Als Beruf gab Franz-Georg Döpper von Hirschberg zeitlebens Gutsverwalter an. Er verfasste über die Familie den Artikel in der Ortschronik, war lange ein versierter Hobbyfotograf, der sogar im Archiv in Amberg mit der Leica-Kamera Urkunden abfotografieren durfte. Schon als Jugendlicher war er technisch interessiert, sammelte Petroleumlampen und später dann besondere Autos. Darunter war ein Porsche 911, der für Rennen beispielsweise mit einer Schnellbetankung ausgerüstet war. Stolz war Döpper auf seine gut ausgerüstete Werkstatt. In Erinnerung bleibt er auch als Holzfäller, der gekonnt mit seiner Motorsäge-Säge unterwegs war. Er legte immer Wert auf eine hervorragende technische Ausrüstung.

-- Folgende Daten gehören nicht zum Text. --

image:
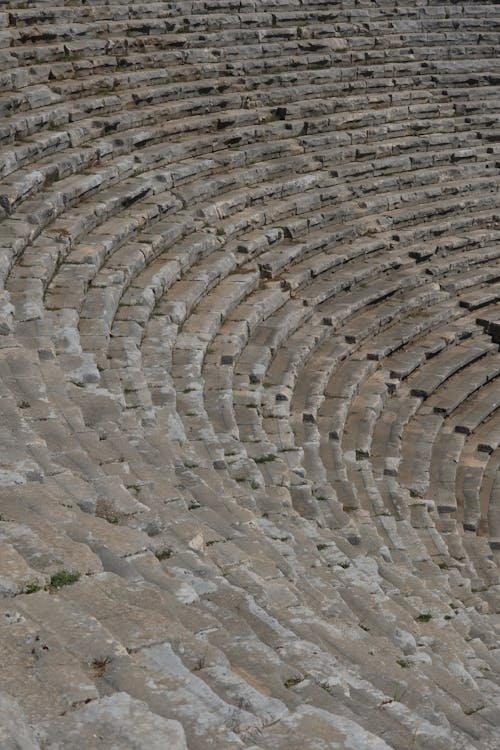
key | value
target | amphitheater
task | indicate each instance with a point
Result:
(249, 375)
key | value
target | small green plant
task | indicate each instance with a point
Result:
(63, 578)
(163, 554)
(98, 666)
(265, 459)
(32, 587)
(292, 681)
(423, 617)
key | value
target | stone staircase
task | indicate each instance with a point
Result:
(249, 375)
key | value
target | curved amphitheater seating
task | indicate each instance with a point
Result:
(249, 372)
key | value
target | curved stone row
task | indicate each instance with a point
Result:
(249, 375)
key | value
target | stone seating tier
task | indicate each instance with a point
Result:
(249, 423)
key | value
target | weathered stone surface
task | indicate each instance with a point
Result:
(249, 429)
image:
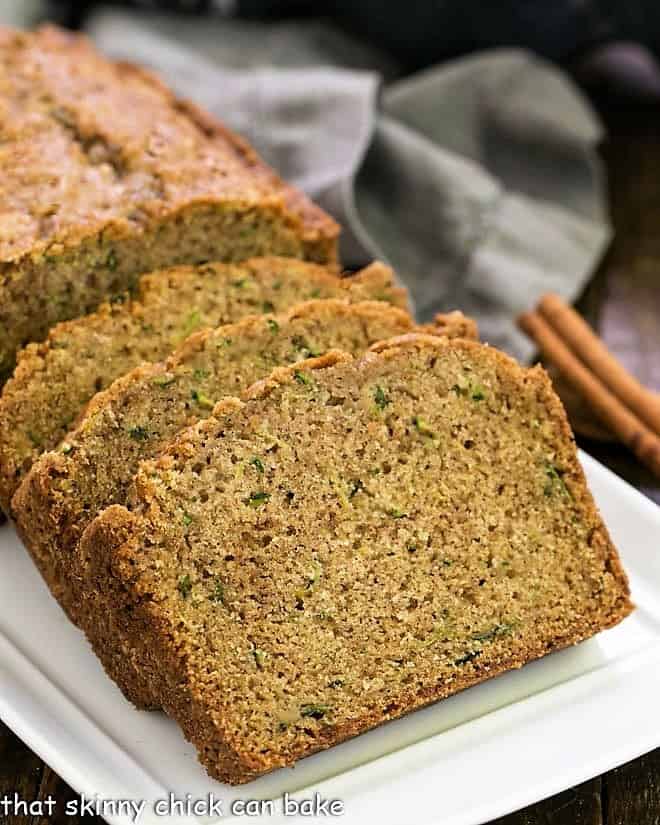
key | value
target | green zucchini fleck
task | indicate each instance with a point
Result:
(185, 586)
(202, 399)
(394, 512)
(494, 632)
(257, 463)
(381, 398)
(422, 427)
(555, 481)
(468, 657)
(303, 378)
(314, 711)
(218, 594)
(111, 261)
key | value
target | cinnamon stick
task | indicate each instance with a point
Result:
(632, 432)
(584, 342)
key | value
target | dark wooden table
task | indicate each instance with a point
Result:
(623, 302)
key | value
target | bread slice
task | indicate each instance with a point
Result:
(355, 540)
(55, 379)
(105, 175)
(142, 411)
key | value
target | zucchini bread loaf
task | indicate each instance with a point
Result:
(356, 540)
(142, 411)
(104, 175)
(55, 379)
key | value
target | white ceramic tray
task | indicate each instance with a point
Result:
(479, 755)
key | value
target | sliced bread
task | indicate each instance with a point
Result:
(355, 540)
(54, 380)
(105, 174)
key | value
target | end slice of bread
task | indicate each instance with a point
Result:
(55, 379)
(355, 540)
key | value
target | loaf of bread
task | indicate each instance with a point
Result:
(354, 540)
(104, 175)
(141, 412)
(55, 379)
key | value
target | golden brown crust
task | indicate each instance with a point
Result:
(120, 545)
(88, 95)
(143, 181)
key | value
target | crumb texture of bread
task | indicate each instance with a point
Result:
(355, 540)
(105, 175)
(142, 411)
(54, 380)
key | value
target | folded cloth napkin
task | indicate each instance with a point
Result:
(478, 180)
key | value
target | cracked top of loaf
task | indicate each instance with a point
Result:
(86, 141)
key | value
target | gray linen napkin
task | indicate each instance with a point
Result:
(477, 180)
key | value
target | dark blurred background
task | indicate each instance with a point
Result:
(609, 46)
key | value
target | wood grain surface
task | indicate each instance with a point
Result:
(623, 303)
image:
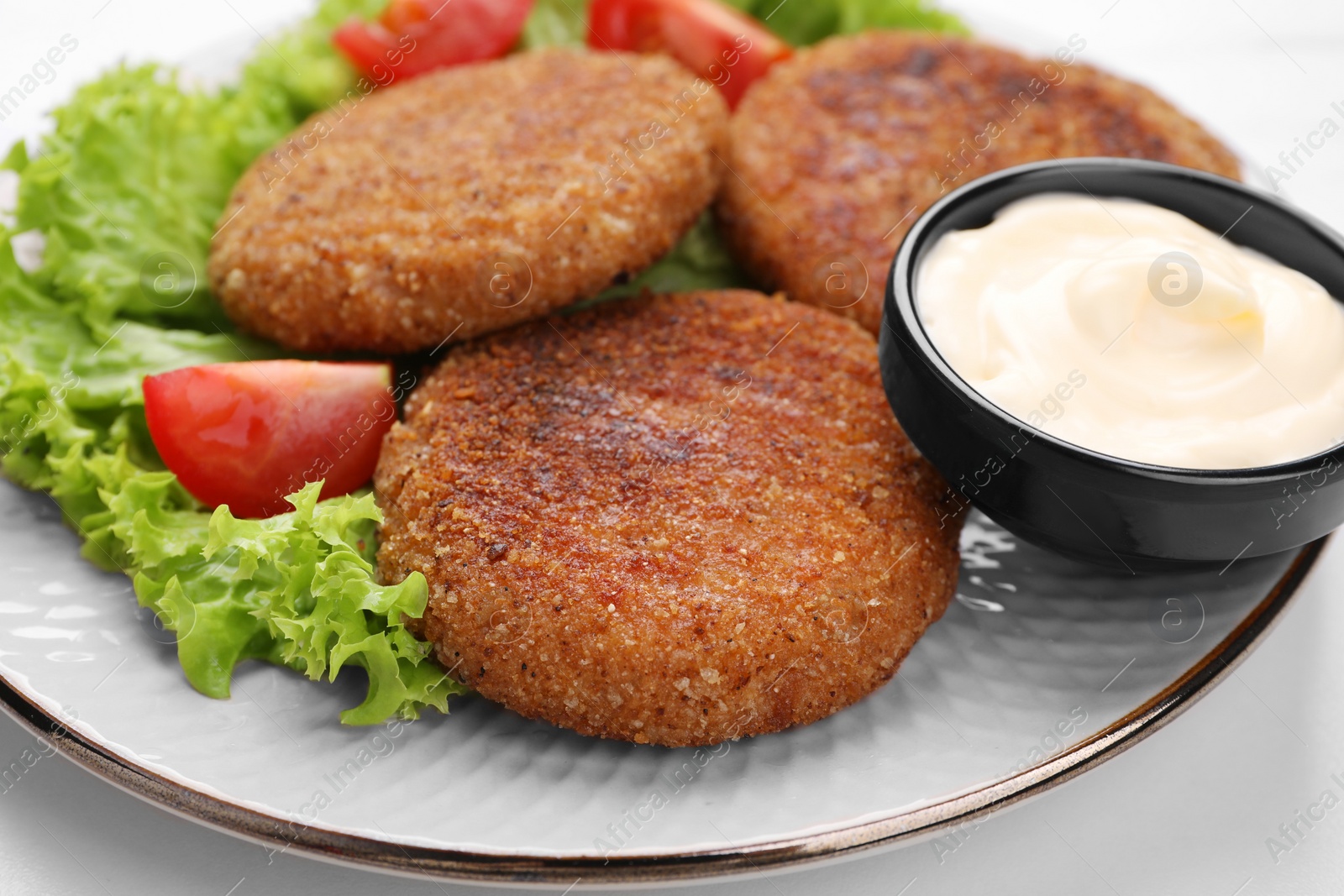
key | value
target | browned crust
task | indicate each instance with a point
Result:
(606, 553)
(378, 224)
(837, 150)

Bei Vereinen wie der Feuerwehr, dem Oberpfalzverein und der Blaskapelle war er engagiert und sowohl beim Eichelgartenfest des Oberpfalzvereins wie auch dem Schlossfest von Feuerwehr, Blaskapelle und CSU auf seinem Gelände stets als Gast und oft auch zupackend dabei. Beim Oberpfalzverein engagierte er sich lange Jahre als zweiter Vorsitzender, bei der Feuerwehr legte er die Abzeichen bis zur Stufe Gold ab. Die Blaskapelle ernannte den "Baron" zum Ehrenmusiker, obwohl er dort nie ein Instrumente spielte. Beim Kölner Faschingszug trug er für die Oberwildenauer Kapelle vorneweg das Taferl und das Trinkhorn für die Musiker.

"Für uns war klar, dass wir das Schlossfest am Wochenende unter diesen Umständen absagen", teilte Organisator Gerhard Kres mit. Statt die Feier für das Wochenende weiter vorzubereiten, machten sich die Helfer am Freitag bereits an den Abbau.